It’s not often that ATW gets to praise a regulator, even rarer that we laud the introduction of yet more rules on an already heavily regulated industry.

But the heads of FAA and the US Department of Transportation (DOT) deserve praise for their relatively swift action to require buyers and owners of small unmanned aerial vehicles (UAVs) to register their aircraft via an FAA website (see news story, page 9).

Quite rightly, the new registration rule was hurried in to get ahead of a forecast Christmas surge in consumer UAV sales.

Beginning Dec. 21, new buyers of all UAVs weighing 0.55-55 lb. were required to register their aircraft before flying outdoors. Existing owners have until Feb. 19, 2016, to register their aircraft.

Online registration requires the owner’s name, physical address, email address and a $5 registration fee.

The registration rule closely tracks the recommendations of the task force assembled to advise the FAA and, as such, has gained broad industry support, which will further enhance its effectiveness.

FAA and DOT point out that the majority of near-miss incidents reported between UAVs and airliners occurred innocently because these new operators do not understand the rules or the potential consequences of careless behavior.

So FAA was also correct to emphasize compliance, not enforcement, which will help this new band of “flyers” to feel comfortable—even proud—to register and to learn about airspace rules and the safe operation of their UAVs. More carrot, less stick, in the early days will not only encourage compliance, but also make it easier to spot the non-compliant.

A crucial part of registration is that small UAV owners will learn some important basic rules—such as they must fly their UAVs below 400 feet altitude, keep the devices in sight at all times, never fly over groups of people or stadiums, and seek permission from control towers to fly within five miles of an airport. Once registered, ignorance is no longer an excuse for reckless behavior.

ATW has campaigned for urgent action to be taken on the growing danger that these small, personally-owned UAVs pose to airliners. The relative speed with which US regulators have responded to this issue is commendable.

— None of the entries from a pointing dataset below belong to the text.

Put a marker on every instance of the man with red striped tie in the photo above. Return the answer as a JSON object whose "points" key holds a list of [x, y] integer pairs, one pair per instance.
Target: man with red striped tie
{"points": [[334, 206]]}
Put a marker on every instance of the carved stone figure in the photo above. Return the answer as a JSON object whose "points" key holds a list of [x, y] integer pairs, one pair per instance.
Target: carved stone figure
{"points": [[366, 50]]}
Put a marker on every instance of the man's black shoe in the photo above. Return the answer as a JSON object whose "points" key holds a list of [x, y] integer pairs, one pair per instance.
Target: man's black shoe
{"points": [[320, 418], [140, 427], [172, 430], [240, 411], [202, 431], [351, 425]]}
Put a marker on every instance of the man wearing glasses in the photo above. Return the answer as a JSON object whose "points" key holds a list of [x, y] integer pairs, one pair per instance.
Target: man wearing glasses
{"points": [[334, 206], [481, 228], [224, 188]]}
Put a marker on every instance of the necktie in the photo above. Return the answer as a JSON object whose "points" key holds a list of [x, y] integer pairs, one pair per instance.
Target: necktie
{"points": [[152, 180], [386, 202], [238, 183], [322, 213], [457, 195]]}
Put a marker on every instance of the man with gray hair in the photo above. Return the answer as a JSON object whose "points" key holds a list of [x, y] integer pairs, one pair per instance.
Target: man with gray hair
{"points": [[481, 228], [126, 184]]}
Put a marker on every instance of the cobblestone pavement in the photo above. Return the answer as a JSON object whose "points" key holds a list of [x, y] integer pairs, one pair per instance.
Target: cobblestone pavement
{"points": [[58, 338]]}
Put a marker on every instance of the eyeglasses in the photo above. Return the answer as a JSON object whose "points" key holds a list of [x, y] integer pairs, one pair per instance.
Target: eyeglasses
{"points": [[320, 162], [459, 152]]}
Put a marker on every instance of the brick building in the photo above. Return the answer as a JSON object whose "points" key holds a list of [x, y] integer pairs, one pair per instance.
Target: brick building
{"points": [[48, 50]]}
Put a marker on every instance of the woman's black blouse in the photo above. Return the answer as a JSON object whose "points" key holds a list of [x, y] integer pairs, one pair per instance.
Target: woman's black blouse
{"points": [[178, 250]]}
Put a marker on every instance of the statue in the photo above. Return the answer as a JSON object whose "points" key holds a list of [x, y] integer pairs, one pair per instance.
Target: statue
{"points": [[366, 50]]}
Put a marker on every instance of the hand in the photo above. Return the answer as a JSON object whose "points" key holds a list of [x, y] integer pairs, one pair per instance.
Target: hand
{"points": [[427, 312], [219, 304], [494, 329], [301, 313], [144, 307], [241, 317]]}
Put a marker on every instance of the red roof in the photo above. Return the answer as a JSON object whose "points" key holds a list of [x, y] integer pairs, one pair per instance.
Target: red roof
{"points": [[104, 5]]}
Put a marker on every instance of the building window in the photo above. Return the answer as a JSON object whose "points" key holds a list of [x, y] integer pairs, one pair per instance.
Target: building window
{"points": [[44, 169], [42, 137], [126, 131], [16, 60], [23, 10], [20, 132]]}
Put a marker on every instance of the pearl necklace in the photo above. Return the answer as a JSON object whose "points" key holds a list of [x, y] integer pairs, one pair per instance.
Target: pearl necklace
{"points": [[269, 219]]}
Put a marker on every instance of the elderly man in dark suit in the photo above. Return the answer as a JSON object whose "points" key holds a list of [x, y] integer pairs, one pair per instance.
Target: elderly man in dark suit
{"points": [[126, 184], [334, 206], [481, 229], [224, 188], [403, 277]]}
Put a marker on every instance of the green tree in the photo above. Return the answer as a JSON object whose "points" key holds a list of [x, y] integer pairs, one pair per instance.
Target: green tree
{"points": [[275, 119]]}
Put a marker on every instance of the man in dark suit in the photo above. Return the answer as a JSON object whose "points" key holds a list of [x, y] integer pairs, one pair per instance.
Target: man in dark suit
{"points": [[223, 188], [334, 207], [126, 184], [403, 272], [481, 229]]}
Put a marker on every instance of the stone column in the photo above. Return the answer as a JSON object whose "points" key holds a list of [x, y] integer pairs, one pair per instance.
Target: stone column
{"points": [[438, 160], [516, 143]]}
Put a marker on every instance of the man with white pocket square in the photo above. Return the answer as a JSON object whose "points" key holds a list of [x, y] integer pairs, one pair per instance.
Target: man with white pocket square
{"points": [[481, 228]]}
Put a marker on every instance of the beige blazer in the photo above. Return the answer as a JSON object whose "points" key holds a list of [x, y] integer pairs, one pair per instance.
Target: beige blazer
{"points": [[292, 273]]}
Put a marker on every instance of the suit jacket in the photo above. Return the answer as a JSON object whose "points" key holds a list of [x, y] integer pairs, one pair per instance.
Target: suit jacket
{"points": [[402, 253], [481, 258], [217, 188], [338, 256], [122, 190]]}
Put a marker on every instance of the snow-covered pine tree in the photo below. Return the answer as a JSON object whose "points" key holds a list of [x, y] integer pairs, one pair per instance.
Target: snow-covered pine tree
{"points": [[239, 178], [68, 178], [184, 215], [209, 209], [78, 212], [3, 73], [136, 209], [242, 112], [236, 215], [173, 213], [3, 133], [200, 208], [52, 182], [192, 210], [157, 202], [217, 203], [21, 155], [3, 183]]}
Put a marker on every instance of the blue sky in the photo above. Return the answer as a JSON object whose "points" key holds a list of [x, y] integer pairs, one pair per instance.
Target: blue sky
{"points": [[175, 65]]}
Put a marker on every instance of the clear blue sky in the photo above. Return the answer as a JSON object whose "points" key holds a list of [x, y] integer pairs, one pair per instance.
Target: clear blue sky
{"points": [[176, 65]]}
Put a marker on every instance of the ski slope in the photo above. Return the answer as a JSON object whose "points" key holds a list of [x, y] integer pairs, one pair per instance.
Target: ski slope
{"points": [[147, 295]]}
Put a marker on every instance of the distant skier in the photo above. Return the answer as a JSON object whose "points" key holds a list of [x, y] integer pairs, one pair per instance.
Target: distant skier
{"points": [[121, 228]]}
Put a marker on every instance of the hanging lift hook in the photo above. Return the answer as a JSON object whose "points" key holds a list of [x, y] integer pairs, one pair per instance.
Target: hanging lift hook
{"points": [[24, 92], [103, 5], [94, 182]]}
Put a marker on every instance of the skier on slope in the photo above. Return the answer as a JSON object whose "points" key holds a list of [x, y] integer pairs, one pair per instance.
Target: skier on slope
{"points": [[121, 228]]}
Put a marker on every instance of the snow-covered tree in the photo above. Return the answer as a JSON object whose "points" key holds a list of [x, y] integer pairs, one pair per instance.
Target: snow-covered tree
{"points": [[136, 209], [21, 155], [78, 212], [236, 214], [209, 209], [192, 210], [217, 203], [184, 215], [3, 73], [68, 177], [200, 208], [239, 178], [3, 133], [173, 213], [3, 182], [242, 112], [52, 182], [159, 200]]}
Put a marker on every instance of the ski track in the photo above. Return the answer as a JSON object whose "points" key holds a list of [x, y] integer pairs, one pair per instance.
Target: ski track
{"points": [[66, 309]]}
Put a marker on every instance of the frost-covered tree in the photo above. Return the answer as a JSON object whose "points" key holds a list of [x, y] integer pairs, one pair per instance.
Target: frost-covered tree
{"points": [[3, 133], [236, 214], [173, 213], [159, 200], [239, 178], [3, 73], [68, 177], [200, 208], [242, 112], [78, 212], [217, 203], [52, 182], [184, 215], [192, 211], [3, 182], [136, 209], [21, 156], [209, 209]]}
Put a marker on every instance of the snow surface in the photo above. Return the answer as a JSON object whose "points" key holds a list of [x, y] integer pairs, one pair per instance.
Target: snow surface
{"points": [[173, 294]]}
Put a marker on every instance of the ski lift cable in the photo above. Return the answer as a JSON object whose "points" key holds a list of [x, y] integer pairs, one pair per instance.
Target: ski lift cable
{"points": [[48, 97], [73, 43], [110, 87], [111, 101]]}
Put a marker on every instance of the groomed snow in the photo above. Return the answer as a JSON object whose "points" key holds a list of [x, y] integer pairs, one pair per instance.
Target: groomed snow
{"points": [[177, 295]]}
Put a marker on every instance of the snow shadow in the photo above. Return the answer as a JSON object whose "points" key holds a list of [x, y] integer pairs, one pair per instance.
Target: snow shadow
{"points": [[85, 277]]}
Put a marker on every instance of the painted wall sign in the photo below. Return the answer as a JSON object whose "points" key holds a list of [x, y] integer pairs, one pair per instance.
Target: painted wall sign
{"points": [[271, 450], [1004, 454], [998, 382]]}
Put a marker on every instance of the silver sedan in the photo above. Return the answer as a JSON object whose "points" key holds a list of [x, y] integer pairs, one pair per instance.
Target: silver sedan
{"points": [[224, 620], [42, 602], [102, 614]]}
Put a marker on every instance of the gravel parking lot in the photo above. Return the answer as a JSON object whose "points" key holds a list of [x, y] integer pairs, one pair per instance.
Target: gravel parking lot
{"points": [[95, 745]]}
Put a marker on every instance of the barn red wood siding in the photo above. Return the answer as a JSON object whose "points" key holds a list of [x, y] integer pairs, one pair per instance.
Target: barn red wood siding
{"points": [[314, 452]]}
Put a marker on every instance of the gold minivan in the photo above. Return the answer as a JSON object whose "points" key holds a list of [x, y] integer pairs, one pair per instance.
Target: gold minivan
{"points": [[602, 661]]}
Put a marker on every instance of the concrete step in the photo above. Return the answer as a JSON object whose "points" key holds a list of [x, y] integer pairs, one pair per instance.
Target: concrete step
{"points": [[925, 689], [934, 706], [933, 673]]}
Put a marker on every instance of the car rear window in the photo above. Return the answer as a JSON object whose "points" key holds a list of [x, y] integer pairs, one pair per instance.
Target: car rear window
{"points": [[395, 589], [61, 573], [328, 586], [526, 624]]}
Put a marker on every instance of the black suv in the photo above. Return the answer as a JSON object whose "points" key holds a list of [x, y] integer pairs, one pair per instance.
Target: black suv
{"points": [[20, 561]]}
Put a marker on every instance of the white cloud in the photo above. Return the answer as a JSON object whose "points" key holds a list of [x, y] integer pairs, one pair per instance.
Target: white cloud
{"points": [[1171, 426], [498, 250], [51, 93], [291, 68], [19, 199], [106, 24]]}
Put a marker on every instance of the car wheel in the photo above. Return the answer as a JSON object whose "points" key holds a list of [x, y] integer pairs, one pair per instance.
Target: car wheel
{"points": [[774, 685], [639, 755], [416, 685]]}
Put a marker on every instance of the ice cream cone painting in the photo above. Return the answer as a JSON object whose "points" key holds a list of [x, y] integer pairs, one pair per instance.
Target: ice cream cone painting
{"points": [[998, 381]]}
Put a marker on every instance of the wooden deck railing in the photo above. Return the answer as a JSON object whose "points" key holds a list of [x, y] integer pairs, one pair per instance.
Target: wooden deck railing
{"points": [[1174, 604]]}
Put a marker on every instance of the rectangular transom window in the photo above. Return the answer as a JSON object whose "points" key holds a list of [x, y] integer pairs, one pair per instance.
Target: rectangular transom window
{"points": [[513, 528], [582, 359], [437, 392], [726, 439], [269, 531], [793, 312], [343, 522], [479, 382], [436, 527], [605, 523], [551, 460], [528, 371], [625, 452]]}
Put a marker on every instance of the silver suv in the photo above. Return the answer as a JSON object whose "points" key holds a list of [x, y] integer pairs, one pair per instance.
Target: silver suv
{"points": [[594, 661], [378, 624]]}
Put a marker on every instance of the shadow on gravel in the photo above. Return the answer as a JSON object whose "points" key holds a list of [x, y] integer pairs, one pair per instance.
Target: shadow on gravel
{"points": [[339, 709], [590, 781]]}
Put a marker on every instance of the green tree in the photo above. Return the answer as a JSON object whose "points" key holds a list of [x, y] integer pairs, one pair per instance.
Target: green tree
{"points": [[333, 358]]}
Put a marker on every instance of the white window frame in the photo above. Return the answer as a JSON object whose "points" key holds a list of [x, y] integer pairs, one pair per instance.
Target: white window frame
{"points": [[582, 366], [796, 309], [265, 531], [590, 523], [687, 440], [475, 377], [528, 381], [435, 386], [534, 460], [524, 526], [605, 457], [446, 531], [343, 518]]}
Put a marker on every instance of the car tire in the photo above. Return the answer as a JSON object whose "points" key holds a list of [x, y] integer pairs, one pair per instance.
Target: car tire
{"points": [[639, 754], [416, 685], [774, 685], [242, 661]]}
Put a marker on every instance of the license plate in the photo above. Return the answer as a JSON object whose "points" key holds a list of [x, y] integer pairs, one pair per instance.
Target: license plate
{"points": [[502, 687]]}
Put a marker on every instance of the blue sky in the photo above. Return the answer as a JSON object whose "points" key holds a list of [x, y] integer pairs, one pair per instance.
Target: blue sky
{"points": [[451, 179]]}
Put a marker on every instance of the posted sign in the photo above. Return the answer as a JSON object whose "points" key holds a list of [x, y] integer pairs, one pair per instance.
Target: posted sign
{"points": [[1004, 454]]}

There is still a huge and difficult task ahead to ensure compliance, but the registration rule is a good, actionable first step toward turning around a situation before there is a serious safety incident.

As a next step, the US should look to introduce a point-of-sale registration requirement, which would close the gap between purchase and registration. And it must work with enforcement agencies to ensure that where there are serious breaches of the safe-operation rules, those responsible are held to task.

This is also a problem that goes well beyond the US. Regulators around the world should, therefore, use the FAA solution as a model for creating similar registration schemes in their regions; and the sooner, the better.